Hebert et al conducted a systematic review of clinical trials published between 2006 and 2019 that assessed the treatment of AD with daily moisturization.23 Studies included in the systematic review evaluated the efficacy of various commercially available moisturizers using endpoints such as TEWL, corneometry, or incidence of flare. These studies showed that moisturizers (typically applied twice daily) significantly improved skin barrier function in children and adults with AD. Studies that conducted side-by-side (split body) comparisons demonstrated that skin barrier integrity was improved with moisturization vs no treatment in nearly all cases (Table 3). 

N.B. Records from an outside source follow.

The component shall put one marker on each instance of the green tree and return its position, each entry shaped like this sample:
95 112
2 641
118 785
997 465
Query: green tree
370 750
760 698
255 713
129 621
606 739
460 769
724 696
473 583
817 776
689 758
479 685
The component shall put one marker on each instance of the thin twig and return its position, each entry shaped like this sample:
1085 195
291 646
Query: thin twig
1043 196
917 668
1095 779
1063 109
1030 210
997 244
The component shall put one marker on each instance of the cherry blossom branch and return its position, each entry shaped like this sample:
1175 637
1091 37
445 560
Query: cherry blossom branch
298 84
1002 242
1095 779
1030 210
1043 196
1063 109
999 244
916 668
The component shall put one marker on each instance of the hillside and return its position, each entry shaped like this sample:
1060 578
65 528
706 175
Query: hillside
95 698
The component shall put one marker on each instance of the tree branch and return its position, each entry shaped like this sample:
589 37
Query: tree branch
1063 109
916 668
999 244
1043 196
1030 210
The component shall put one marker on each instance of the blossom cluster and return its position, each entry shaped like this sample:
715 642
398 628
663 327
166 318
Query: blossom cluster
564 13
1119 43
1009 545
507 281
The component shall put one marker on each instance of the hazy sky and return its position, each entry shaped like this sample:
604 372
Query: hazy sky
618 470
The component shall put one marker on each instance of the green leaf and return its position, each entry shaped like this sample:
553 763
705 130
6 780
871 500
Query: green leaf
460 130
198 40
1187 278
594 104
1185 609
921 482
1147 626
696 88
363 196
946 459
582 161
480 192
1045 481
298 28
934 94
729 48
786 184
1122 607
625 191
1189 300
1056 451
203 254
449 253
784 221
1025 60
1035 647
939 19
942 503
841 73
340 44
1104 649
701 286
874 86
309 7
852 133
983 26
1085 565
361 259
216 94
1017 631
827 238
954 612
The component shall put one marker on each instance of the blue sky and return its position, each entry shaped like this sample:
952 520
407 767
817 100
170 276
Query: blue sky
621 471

Danby et al performed a randomized, observer-blinded, intra-patient-controlled study investigating a test cream containing triglycerides, ceramides, and cholesterol in a multivesicular emulsion vs a paraffin-based emollient without physiological skin lipids in adults with dry AD-prone skin.20 Skin areas on the forearm and lower leg treated with the test cream demonstrated a greater increase in skin barrier integrity (effect size for area under the TEWL curve -162, 95% CI, -206 to -118) than that observed with the reference cream. The test cream also reduced TEWL (-15.3 g/m2/h, 95% CI, -20.3 to -10.4) and skin sensitivity to sodium lauryl sulfate (-0.5 points visible redness, 97.57% CI, -1.00 to -0.25) compared to the reference cream. Furthermore, lipid chain order was enhanced and associated with skin barrier integrity (r = 0.61) in areas of skin treated with the test cream. The test cream also decreased signs of dryness and increased hydration (8.61 capacitance units, 95% CI, 6.61 to 10.6) compared to the reference. The investigators concluded that the test cream containing triglycerides, ceramides, and cholesterol facilitated skin barrier restoration and protection from irritation and dryness superior to the paraffin-based reference.